Gore Plan Phases Out Tax Credits, Raising Marginal Tax Rates
October 10, 2000
Critics say Vice President Gore's tax plan not only provides too little tax relief to too few taxpayers, but that it will raise marginal rates to new heights for some low and middle income families.
Marginal rates, the rate paid on an additional dollar of income, measure the incentives a taxpayer faces in earning additional income. According to economist Kevin Hassett, an economist at the American Enterprise Institute, under the Gore tax plan, as their income rises, the effective marginal income tax rates faced by a family of five -- two parents, two young children and one college-age kid -- dive from a negative 143 percent to a positive 164 percent.
- At $29,000 in income, the family is at a 14.1 percent marginal rat -- but if its income increases to $30,000, its marginal rate shoots up to 164.1 percent.
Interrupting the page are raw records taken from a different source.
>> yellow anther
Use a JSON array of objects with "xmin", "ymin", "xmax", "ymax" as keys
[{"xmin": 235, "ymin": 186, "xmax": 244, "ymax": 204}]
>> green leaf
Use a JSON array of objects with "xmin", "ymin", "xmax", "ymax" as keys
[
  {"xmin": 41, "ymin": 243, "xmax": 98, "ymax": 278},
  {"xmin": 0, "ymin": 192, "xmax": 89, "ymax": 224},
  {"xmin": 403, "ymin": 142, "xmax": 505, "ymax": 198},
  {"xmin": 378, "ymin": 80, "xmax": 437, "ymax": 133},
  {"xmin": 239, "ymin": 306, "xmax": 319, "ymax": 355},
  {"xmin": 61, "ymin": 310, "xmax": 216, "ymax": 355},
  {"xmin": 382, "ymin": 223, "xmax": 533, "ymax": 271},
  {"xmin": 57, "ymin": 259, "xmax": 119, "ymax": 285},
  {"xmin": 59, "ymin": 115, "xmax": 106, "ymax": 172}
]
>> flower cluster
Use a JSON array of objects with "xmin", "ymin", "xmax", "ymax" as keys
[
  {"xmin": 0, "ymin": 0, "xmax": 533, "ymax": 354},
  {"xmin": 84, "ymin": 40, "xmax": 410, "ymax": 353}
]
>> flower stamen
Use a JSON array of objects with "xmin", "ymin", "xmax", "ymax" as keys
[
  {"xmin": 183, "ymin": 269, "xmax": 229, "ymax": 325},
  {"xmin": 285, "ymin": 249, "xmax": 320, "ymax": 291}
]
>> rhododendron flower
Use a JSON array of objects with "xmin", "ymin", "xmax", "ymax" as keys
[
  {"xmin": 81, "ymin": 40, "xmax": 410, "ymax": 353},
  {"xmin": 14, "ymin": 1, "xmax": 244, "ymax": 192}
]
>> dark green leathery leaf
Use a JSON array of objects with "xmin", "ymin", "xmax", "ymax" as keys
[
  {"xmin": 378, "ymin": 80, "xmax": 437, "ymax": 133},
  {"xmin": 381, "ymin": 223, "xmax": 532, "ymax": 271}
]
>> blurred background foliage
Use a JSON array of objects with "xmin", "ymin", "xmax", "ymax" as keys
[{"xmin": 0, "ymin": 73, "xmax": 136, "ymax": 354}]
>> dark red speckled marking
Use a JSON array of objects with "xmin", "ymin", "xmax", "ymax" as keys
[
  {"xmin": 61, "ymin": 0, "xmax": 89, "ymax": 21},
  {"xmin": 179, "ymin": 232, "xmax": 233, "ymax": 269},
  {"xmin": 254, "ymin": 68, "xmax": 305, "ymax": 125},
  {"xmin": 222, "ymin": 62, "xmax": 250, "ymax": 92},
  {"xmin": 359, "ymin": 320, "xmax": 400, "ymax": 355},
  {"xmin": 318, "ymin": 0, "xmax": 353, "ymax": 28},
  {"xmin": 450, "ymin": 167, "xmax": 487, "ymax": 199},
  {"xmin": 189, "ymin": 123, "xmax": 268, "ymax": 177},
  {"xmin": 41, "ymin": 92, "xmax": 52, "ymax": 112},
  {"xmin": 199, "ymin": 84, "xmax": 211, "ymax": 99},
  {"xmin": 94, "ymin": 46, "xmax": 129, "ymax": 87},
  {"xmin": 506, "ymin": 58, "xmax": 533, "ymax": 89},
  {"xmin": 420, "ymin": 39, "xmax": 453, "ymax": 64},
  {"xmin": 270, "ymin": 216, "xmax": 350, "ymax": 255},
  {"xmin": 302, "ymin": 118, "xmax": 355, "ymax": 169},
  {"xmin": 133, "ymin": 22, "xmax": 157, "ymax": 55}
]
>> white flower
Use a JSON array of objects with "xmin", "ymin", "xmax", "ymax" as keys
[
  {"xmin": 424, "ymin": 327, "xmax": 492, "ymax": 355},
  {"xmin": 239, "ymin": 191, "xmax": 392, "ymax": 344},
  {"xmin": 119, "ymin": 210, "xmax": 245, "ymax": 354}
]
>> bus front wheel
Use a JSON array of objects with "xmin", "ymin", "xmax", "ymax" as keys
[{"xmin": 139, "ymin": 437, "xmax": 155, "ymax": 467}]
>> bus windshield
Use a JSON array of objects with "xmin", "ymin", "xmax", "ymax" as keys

- At $59,000 in income, the family is facing a marginal rate of 20.8 percent but as soon as its income creeps up to $60,000, the marginal rate soars to 105.8 percent.
- And, at $100,000, the family's marginal rate leaps from 40.5 percent to 100 percent.
The spikes in marginal rates are driven by the abrupt phase-outs in Gore's Retirement Savings Plus plan whereby government would subsidize contributions to individual savings accounts up to $2,000.
Gore's system is not only complicated but also unfair, say critics, in that families earning identical amounts of money could pay wildly different taxes and families earning more money than others could pay significantly lower taxes -- depending on how many of the 29 new tax credits Gore is proposing are ones for which they qualify.